September 30, 2021
In a criminal case, a forensic psychologist plays the role of a neutral third party to the court. This means that they are to maintain an impartial and objective role as the retained forensic psychologist of the case. Therefore, the field of forensic psychology demands professionals maintain and practice high standards of ethics and integrity. In fact, forensic psychology is the only specialty from the American Psychological Association (APA) that has its own set of specialty guidelines and ethics.
A forensic psychologist conducts psychological evaluations of the individual (defendant) to answer legal questions from the referring party. The referring party could either be the court, the prosecutor, or the defense attorney. These types of psychological evaluations can assist with the legal decision-making process. Forensic psychologists apply psychological principles, research, and knowledge to these legal questions brought up in the criminal case. Examples of legal questions are:
- Does the defendant have a fundamental understanding of the proceedings against him?
- Does the defendant understand the role of his attorney, judge, prosecutor, etc.?
- Does the defendant understand what he is being charged with?
- When the defendant committed the crime[s], did they have a mental disease or defect; AND because of that disease or defect, was the defendant incapable of knowing or understanding the nature and quality of their actions, or were they incapable of knowing or understanding that their act was morally wrong.
Still, there are other questions a forensic psychologist may be asked to address in a written report. For example, in mental health diversion (PC1001.36) evaluations, the questions consist of addressing whether the defendant suffers from a mental disorder, whether the mental disorder substantially contributed to the defendant’s involvement in the commission of the offense, whether the defendant’s symptoms motivating the criminal behavior would respond to mental health treatment, whether the defendant agrees to comply with treatment as a condition of diversion, and whether the defendant will pose an unreasonable risk of danger to public safety if treated in the community.

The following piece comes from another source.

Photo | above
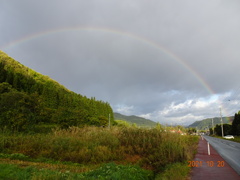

Another common referral for a forensic psychologist in a criminal case is when defendants are found guilty. The defendants’ attorneys often would like to present information to the court that could mitigate or lessen the defendant’s sentence.
Forensic psychologists diligently practice within their area of expertise and provide information to the trier of fact (judge) in making a legal determination. Not only can this information be offered in the form of a written report, but it can also be offered as expert testimony. In this case, forensic psychologists are retained as expert witnesses on a specific subject matter and testify in court. The role of the expert witness is to inform or educate the judge or jury on the defendant’s psychological makeup or a said subject area, such as the impact of high concentrations of alcohol on cognitive abilities.
In sum, forensic psychologists play a unique and imperative role in criminal cases. This is because people’s lives are on the line, sometimes quite literally. As such, a forensic psychologist will not only spend a significant amount of time maintaining specialized training but will dedicate several hours to a case. Sometimes this involves upwards of 40-50 hours. This includes conducting thorough clinical interviews with the defendant, family members, witnesses, treatment providers and reviewing records (police reports, detective interviews, treatment records, jail files, criminal records, etc.). A forensic psychologist will also conduct psychological testing, score and analyze the data, and prepare a written report when warranted.